Paging + Segmentation (implication: more than one segment)
Improving paging: How to make it faster

Why do both together? It's like a Reese's peanut butter cup. By itself, chocolate is good. Ditto peanut butter. Put the two of them together, and they're even better. This is the same case with paging plus segmentation:

Paging provides the flexibility of an arbitrary translation function, avoids external fragmentation and allows incremental updating through copy-on-write.
Segmentation provides structured extents of memory, easy memory sharing between processes (merely updating the segment table entry as opposed to copying every page table entry).

Each memory address now contains bits for the segment, the VFN, and the offset. The segment information is used to look up the correct segment. This segment points to a page table corresponding to the segment. The VFN is used to determine the location in the page table, which is then added to the offset to get the final address location:

-------------------------
|Segment | VFN  | Offset| ------------------------------
-------------------------                               |
     |                                                  |
     |                                                  |
     |                                                 \|/
     |                                                  +---------> Physical Memory
    \|/                                                /|\
 Segment Table                                          |
 --------------                                         |
| Code segment |  -------->  Page Table  ---------------
|--------------|
| Data segment |
|--------------|
|Other segments|
 --------------

Example: Sharing two pages between processes is slow because in order to do sharing of long extents, the OS needs to copy the page table entries for each shared page for each process.

With paging and segments, only 1 set of page table entries is needed for each shared extent block. They can be all contained within a single shared segment.

There are a couple of downsides to this approach. First, this scheme is more complicated. The problem with indirection can be shown in this simple instruction:

ld r0, 296

When the human brain sees this, it does not think about segments, pages, etc. Instead, the human brain likes to view memory as a big memory space that can be used however it sees fit. This straighfoward and simple approach conflicts with all the indirection of paging + segmentation; it's confusing.

The other downside to this approach is that once again, you are once again exposing hardware to the programmer (the existence of segments) with this approach. Various operating systems take various approaches to the paging + segmentation scheme. UNIX provides 2 segments: The operating system segment and the program segment. Other incarnations of UNIX may provide data and code segments. The x86 architecutre provides a code, data, stack, global, other, and OS segment.

Improving paging: How to make it faster
We would like to make paging faster. How? Here is a typical user program:

for(i=1; i<=100; ++i)
  x[i] = x[i-1]+1;

This is a good model of how programs work, it exhibits temporal and spatial locality.

Temporal locality: If you just accessed a piece of memory, chances are you'll access it again sometime in the near future.
Spatial locality: If you just accessed a piece of memory, chances are you'll access the memory nearby (with respect to the virtual address space) sometime in the near future.

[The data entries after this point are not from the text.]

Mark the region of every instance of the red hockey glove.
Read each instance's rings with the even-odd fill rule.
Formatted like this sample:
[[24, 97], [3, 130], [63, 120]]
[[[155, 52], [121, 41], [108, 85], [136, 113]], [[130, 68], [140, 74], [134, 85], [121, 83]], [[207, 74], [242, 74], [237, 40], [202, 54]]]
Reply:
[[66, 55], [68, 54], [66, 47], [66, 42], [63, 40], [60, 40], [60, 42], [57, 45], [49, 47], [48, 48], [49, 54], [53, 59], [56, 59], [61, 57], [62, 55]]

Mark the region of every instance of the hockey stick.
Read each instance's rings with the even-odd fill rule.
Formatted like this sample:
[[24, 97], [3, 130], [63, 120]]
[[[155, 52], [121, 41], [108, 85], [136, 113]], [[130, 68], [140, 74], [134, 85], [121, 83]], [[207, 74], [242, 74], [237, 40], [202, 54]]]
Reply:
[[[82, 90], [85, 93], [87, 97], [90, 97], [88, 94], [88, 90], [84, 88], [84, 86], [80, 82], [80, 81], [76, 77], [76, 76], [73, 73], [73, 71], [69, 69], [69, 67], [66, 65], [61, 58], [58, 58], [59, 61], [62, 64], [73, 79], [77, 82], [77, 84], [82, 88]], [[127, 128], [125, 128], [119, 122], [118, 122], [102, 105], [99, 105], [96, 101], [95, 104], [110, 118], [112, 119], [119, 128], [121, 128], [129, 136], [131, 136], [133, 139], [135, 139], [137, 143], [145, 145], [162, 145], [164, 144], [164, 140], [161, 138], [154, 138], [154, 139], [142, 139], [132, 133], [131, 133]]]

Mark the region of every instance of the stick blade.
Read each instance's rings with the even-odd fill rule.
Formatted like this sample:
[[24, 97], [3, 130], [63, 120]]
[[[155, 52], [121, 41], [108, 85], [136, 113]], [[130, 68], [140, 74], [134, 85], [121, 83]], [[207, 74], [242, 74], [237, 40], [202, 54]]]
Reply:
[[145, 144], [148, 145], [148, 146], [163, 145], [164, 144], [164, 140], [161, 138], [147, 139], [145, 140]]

In the above code sample, each iteration through the loop accesses the array elements x[i] and x[i-1]. Accessing x[i-1] exhibits temporal locality: the same element was accessed in the previous iteration. Accessing x[i] exhibits spatial locality: this element is only one offset away from the item accessed in the previous iteration (x[i-1]).

Why do programs exhibit locality?
Programs tend to use a lot of loops which exhibit both types of locality. It's easier to write out a for loop that loops a hundred times than it is to explicitly write out each iteration a hundred times.

Where do we see spatial locality? Some examples that come to mind are sequential instruction fetching and arrays.

Programmers are fond of simple data structures like arrays, and if they can get away with them, they will use them.

This locality is exploitable!
Each time we access a virtual memory address, We can remember (i.e. cache) its translation into physical memory so that we can look up this information the second time around instead of re-doing the translation each time. This avoids all the overhead involved in address translation. We can also make this cache completely transparent to the programmer. This cache is the translation lookaside buffer.

Translation Lookaside Buffer: is a very small associative memory that contains a set of TLB entries, each of which has a virtual memory address and its corresponding translation into a physical address. Whenever a new virtual memory address is accessed, the TLB must simultaneously compare every TLB entry with the given virtual frame number in parallel. If there is a hit it spits out the physical address, if not, it writes the new virtual frame number into the TLB in addition to its corresponding physical frame number, which has to be looked up in the page table itself.

Why does a program incur a TLB miss?
Either there was a change in locality (ie the program jumps to a different location in the program) or the locality is too large (the contiguous extent of memory we are accessing is too big to store all the translations to PTEs in the TLB at once, i.e. the loop is too large).

On a TLB hit, it appears to the program as if the virtual address is directly mapped by the CPU to the physical memory.

TLB misses are about 5 times slower than a TLB hit, as it has to look up the translation in the large, complicated page table.

Why do we care? When your programs exhibit referential locality they will run really fast. If they don't, the performance will degrade.

How can we improve the coverage of the TLB?

We can make the TLB bigger. Problem: this slows down the TLB, as it requires more bits/pins in the hardware to specify which entry matches to the VFN on a hit. This approach is also more expensive and takes up more chip space.
We can make the page size bigger. Problem: this increases the internal fragmentation.

We can find the optimal TLB and page size by creating and running program benchmarks or representative programs, and then based on how they access memory, determine how the average memory access time of various schemes would be affected. We can then use this information to determine the best TLB and page size.